Paseando por la calle de Alcalá me encontré hace unos días con una nutrida cola ante la puerta del Banco de España. Sospeché que esa gente esperaba entrar para visitar el edificio, una de las secretas monadas de Madrid. Por las dudas, lo pregunté. Me informaron que no, que estaban esperando turno para cambiar las últimas pesetas en euros. Hace veinte años que la vieja moneda dejó de serlo y fue sustituida por la divisa europea. Entonces: los pacientes de la cola habían estado veinte años dudando entre conservar y trocar sus pesetas. Algunos seguían vacilando. Preferirían guardarlas, transformadas en objetos históricos y artísticos, antigüedades como tantos trastos que apenas sirven de fetiches y elementos decorativos.
La escena se me apareció como un funeral, una ceremonia de duelo. Las muy queridas leandras iban a desaparecer en una ventanilla a modo de sarcófago. Ya no se podrían utilizar para comprar ni vender, para ahorrar y gastar. Habían valido más de un siglo. Ahora clausuraban ese siglo, cerraban para siempre una época. En caso contrario, dormirían apaciblemente en un cofre o un estuche. Casi todos nosotros tenemos en nuestras casas monedas y billetes fuera de circulación, billetes como banderines de extintos regimientos, monedas como medallas de una conmemoración ignota.

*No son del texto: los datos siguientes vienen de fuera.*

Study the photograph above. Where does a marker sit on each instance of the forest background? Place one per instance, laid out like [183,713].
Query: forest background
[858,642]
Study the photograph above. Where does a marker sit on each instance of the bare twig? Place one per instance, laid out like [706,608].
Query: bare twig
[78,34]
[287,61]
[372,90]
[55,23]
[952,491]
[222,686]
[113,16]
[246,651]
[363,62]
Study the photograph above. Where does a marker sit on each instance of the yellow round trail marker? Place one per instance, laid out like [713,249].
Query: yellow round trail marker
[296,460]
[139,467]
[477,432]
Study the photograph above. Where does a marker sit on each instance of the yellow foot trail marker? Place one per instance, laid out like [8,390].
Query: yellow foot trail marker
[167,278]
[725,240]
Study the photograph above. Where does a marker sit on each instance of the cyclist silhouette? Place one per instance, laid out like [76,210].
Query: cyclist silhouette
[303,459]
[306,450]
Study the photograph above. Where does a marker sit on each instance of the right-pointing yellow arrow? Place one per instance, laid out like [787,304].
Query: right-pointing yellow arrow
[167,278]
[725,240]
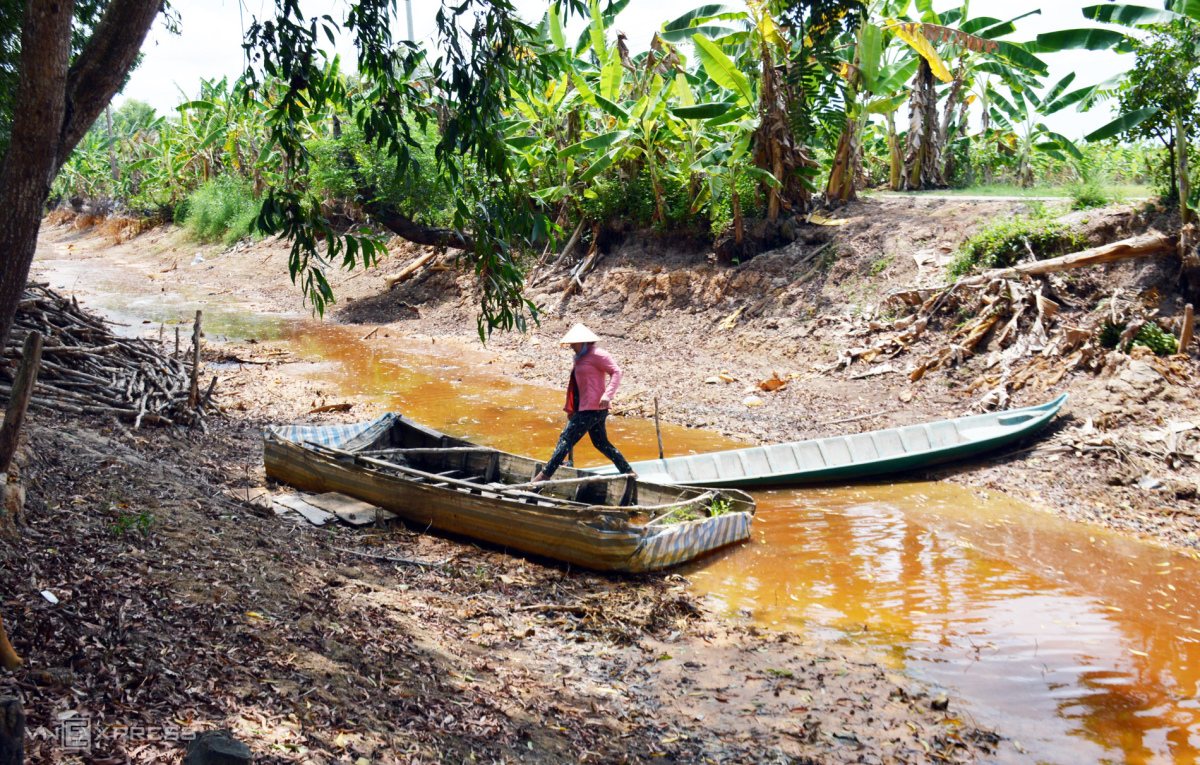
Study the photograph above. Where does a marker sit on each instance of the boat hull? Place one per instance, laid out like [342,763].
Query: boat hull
[599,537]
[851,457]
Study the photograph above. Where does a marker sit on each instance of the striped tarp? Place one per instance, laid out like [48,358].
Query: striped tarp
[678,542]
[351,438]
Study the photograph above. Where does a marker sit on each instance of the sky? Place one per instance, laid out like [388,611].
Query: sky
[210,43]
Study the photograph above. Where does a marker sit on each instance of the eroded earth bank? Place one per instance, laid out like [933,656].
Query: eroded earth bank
[179,606]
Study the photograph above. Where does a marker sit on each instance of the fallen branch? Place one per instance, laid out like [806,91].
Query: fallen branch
[876,414]
[393,559]
[1133,247]
[393,281]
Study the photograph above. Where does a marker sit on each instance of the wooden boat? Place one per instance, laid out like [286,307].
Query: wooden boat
[606,523]
[850,457]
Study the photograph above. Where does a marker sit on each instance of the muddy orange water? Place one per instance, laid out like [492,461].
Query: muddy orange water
[1083,646]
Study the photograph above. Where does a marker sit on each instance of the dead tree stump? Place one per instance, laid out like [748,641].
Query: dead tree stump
[215,747]
[12,732]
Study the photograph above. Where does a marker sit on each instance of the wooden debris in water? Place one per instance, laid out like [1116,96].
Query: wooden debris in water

Nos muestran palabras que a menudo no entendemos, pertenecen a países desaparecidos, llevan figuras de escudos inservibles, rostros de monarcas sin trono ni corona.
Por más de cien años, las pesetas acompañaron la vida cotidiana de millones de españoles. Sirvieron para pagar el pan diario, el salario mensual, la casa pacífica, las armas guerreras, la curación de los enfermos, la agonía de los moribundos, las bodas, los bautizos, las exequias, las verbenas del verano, los abrigos del invierno, el libro de oraciones, la novela de aventuras, los billetes de toros, teatros y cines, la coima del rufián, la limosna del menesteroso, las flores del chico para la chica, la corbata de la chica para el chico, el soborno de traidores y tránsfugas, las banderas victoriosas, las banderas derrotadas, las fotos de quienes vivían y que el tiempo tradujo en fantasmas, la mesa del almuerzo y la cena, la cobija del sueño y la coyunda.
Quienes han guardado papeles y metales acuñados les han dado, acaso sin saberlo pero seguramente sintiéndolo, una suerte de inmortalidad, la que alienta en las reliquias. No son ya dinero. Son menos porque no miden ni el uso ni el cambio con que proclamaban la riqueza de un pueblo. Pero son más: su gratuidad tiene algo de sacro, como lo tienen aquellas mentadas reliquias. Son un signo de los tantos que los seres humanos trazamos para atrapar el tiempo, que pasa porque no sabe hacer otra cosa. Significan que no ha pasado en vano al volverse pasado. Son la vida que fue y que hizo posible que nuestra vida sea. Banderines y medallas de esa guerrilla amena que llamamos memoria.